What Would Happen If We Did Cut Off Aid to Egypt?

The U.S. gives the country's generals $1.3 billion a year. But canceling that might not be as effective as we'd like.

Protesters wear masks depicting army chief Abdel-Fattah El-Sisi as they gather to support the army in Tahrir square in Cairo on July 26, 2013 (Asmaa Waguih / Reuters)

President Obama interrupted his golfing trip in Martha's Vineyard last week to condemn the violence in Egypt and to call off the Bright Star joint military exercises with the country's army.

For many, this was not enough.

"Stop paying the generals," wrote Slate columnist Fred Kaplan. He's referring to the $1.3 billion in aid the U.S. government provides Egypt's military each year, part of a deal brokered in the 70s in exchange for a treaty with Israel and, the U.S. hoped, an enduring and reliable Middle East ally.

Now that Egypt's security forces have slaughtered protesters, the Obama administration is getting flak over its continuation of the aid, which some analysts see as a sign of radical non-interventionism. Kaplan isn't alone: 51 percent of Americans support cutting off the aid, according to a new Pew survey. (However, just 22 percent of us are following the news on Egypt "very closely," so maybe popular opinion isn't the best determinant on this.)

There's obviously an important moral question here, but putting that aside, what would happen on the ground if we did stop funneling aid to a security force that now has more people than Miami and seems to do whatever it wants?

1) Would the military not be able to afford as many weapons?

They probably could still buy a lot of weapons.
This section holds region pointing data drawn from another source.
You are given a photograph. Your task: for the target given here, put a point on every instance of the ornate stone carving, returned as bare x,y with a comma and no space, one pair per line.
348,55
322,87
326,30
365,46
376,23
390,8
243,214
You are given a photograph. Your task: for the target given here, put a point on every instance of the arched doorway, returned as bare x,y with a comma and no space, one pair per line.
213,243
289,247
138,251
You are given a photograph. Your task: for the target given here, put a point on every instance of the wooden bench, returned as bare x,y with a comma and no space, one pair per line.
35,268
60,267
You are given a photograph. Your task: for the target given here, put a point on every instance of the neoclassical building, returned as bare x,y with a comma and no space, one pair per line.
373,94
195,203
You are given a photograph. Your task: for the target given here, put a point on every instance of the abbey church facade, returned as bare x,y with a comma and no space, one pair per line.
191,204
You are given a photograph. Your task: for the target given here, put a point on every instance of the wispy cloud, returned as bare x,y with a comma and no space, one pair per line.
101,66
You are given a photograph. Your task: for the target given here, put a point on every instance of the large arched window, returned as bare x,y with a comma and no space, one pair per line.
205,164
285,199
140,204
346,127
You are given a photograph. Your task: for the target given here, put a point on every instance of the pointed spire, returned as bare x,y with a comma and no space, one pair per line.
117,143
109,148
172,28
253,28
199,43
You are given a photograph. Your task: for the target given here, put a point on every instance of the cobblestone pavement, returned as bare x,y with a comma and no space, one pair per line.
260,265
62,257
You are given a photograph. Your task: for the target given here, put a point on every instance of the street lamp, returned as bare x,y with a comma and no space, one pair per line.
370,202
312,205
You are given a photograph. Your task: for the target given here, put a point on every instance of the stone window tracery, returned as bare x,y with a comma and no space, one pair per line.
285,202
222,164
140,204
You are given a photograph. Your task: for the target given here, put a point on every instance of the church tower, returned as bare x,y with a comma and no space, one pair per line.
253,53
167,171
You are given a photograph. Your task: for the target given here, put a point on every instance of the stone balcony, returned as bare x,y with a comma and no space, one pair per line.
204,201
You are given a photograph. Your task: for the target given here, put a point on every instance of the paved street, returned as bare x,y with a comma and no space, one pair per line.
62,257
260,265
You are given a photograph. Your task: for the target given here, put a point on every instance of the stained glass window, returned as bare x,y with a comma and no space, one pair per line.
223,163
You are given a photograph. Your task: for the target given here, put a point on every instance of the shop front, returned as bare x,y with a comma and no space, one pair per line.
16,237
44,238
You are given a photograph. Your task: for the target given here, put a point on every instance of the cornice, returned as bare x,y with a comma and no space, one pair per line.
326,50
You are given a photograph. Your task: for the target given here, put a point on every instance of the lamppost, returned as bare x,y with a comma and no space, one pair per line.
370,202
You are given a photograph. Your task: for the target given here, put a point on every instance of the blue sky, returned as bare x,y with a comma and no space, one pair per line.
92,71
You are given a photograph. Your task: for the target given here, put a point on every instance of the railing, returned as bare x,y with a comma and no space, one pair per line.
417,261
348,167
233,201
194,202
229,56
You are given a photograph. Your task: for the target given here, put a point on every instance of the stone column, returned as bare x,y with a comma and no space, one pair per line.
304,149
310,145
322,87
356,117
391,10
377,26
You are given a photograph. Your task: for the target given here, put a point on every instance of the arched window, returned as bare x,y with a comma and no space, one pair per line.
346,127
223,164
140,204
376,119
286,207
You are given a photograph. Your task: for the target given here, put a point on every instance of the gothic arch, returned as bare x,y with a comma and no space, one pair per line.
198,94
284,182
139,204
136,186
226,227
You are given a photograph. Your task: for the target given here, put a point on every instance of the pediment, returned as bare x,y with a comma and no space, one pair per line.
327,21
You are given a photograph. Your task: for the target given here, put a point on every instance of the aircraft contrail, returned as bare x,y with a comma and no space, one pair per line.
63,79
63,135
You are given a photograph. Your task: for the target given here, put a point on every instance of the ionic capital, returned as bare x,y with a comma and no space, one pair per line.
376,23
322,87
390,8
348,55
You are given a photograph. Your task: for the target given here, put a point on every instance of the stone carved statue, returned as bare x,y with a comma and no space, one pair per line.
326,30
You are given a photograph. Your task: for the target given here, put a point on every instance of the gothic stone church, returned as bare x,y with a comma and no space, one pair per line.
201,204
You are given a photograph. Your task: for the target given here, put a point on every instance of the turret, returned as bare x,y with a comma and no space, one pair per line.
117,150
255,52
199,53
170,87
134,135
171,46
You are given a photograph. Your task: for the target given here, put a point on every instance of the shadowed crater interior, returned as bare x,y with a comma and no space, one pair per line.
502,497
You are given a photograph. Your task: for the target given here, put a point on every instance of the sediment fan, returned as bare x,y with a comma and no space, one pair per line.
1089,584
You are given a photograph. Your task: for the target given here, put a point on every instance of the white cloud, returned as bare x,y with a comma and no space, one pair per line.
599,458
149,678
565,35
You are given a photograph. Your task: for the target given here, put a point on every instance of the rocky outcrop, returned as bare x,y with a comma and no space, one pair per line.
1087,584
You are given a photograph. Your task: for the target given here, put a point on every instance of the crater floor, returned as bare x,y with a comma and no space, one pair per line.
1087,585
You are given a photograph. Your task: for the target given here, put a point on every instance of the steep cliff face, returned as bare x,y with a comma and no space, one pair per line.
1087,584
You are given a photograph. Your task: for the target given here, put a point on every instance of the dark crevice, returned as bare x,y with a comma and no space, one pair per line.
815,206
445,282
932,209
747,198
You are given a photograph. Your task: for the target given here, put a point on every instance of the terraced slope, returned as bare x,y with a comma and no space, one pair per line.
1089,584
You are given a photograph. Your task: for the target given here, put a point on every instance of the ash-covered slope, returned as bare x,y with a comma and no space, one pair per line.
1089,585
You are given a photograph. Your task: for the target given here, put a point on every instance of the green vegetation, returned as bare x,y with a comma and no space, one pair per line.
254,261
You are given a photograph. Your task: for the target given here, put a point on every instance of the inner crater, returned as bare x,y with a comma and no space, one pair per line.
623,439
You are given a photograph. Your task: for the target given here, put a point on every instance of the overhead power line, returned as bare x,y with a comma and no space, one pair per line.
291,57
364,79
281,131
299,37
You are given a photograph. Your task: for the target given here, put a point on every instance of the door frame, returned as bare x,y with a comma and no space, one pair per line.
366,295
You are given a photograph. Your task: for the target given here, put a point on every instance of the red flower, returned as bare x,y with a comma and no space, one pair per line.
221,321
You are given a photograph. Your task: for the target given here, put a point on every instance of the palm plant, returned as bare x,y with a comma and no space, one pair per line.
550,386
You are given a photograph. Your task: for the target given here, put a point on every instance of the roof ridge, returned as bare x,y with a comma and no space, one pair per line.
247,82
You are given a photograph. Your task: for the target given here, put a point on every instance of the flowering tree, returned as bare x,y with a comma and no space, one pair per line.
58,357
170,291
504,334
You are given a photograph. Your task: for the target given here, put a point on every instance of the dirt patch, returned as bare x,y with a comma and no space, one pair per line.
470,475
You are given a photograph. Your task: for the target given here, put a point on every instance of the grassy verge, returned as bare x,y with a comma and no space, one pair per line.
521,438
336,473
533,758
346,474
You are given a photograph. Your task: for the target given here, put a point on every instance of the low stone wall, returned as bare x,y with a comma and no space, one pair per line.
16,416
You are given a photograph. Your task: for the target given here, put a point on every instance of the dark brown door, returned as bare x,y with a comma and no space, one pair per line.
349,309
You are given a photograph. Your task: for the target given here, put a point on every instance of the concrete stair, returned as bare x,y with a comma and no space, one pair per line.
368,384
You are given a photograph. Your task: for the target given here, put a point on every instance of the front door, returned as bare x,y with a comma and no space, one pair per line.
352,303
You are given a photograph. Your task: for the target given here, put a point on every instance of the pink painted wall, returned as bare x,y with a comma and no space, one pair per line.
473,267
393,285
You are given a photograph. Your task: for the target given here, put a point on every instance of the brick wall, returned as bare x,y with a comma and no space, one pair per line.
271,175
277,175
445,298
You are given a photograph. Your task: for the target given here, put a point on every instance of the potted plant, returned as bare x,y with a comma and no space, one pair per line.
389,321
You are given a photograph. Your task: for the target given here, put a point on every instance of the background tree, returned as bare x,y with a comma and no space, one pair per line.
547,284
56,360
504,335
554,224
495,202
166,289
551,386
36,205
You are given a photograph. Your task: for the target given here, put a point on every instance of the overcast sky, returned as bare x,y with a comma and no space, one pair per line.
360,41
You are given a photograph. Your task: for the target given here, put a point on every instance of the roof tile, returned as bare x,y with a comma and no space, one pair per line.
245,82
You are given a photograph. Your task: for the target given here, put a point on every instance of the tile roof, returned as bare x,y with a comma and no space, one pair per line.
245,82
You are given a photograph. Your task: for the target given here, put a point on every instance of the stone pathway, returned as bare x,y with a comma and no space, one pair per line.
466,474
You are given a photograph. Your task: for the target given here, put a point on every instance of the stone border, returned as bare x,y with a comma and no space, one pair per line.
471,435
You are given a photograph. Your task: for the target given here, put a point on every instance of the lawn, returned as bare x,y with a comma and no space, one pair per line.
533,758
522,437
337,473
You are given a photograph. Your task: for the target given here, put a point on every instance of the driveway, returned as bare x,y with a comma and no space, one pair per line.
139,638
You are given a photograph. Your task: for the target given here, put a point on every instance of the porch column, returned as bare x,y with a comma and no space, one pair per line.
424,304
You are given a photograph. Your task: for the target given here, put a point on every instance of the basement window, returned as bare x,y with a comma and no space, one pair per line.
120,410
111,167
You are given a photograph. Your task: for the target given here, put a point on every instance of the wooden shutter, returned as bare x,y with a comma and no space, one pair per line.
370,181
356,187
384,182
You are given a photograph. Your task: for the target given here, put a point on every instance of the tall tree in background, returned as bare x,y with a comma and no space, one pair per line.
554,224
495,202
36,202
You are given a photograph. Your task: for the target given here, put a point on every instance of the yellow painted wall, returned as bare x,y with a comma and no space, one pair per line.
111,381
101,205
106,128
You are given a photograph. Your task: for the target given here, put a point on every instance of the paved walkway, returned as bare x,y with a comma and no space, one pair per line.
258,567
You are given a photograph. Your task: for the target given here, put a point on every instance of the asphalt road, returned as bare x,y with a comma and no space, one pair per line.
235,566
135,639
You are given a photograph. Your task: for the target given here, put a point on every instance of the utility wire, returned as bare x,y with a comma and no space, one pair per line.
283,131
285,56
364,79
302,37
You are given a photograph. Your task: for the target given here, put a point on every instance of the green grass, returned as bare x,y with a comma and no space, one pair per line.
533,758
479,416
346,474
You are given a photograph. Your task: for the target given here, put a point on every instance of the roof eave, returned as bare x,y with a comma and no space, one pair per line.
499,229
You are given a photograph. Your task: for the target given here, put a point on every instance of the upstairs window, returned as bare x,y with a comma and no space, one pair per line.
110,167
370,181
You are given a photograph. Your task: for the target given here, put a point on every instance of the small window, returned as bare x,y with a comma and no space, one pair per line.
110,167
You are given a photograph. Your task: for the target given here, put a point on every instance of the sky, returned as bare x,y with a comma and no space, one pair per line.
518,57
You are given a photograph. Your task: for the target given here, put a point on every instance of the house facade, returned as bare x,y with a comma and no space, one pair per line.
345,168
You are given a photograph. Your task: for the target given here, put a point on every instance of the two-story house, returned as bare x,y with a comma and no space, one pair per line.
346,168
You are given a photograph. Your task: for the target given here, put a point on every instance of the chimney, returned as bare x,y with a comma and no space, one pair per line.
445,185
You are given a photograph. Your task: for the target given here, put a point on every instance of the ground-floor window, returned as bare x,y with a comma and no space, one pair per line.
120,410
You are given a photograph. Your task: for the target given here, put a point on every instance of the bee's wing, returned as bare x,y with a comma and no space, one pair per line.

Saudi Arabia has already promised Egypt it would replace any aid Western governments cut off, and Kuwait and the UAE also support the country's military. Together, they've already pledged a $12 billion aid package to Egypt's generals.

But losing America's support would cost the Egyptian military two critical factors: training and maintenance, which together make up about a third of the value of our aid. Other than simply offering them more helicopters and guns, the U.S. invites Egyptian military officers to come stateside for training and development, which ostensibly helps them do things like fight terrorists in the Sinai peninsula.

We also help them keep their weapons operational: When we give them a new F-16, for example, we also guarantee that Lockheed Martin will help them maintain it.

"If the U.S. company won't provide that service, these things might not one able to fly," said David Schenker, director of the program on Arab politics at the Washington Institute for Near East Policy.

2) Would Egypt stop preserving American interests in the Middle East?

In exchange for the aid, we count on Egypt to fight jihadists in the Sinai, serve as a buffer to Iran's growing power, and to let us fly over their territory and use the Suez Canal whenever we want.

But those things aren't just in America's interest, they're in Egypt's, too.

As Kaplan writes in Slate, "The Egyptians do not want to incite a war, or an arms race, with Israel. They don't want terrorists roaming free in their northern territories. They fear and loathe the prospect of Iranian expansion."

Furthermore, Schenker argues that Egypt's power to preserve stability in the region is exaggerated. The country recently squabbled with Ethiopia over a plan to dam up the Nile, a sign for Schenker that Egypt doesn't call the shots like it once did.

"We can't really count on these guys to face off against Iran when they can't even intimidate Ethiopia into giving them all the Nile water they want," he said. "Their stature has declined."

Robert Springborg, an expert on the Egyptian military at the Naval Postgraduate School in Monterey, Calif., says the military's failure to control terrorist threats in the Sinai shows that even with American aid, it can't adequately keep the peace within its own borders.

"Over time, the 'paper tiger' nature of the Egyptian military will be its undoing," he said. "As the Egyptians realize they have paid a huge price for a military that is not only not under their control, but cannot do its job either."

3) Would the Egyptian security forces stop cracking down on the opposition?

This one is tough to predict, but it's doubtful. Though the military has historically suppressed the Muslim Brotherhood, this time they seem bent on totally destroying the group's presence in the country.

From wantonly shooting protesters to arresting the group's Supreme Guide, it's clear the military is looking to eradicate its Islamist opponents. Meanwhile, Brotherhood supporters are furious after having gone from marginalized to in power and back again within just a year, and they've been retaliating with their own attacks in the past few days. As one Atlantic contributor put it today, there are no "good guys" left in Egypt.

It's not likely that revoking even a large amount of money will convince any of the players in the crisis to make peace.

Writing in Foreign Policy, James Traub, who supports cutting off the aid, argues that, "it's absurd to imagine that a suspension of the $1.5 billion a year in U.S. aid, or the threat of it, would have any effect on Egypt's new military rulers. They have waded hip-deep in blood; they won't retrace their steps because Washington is outraged."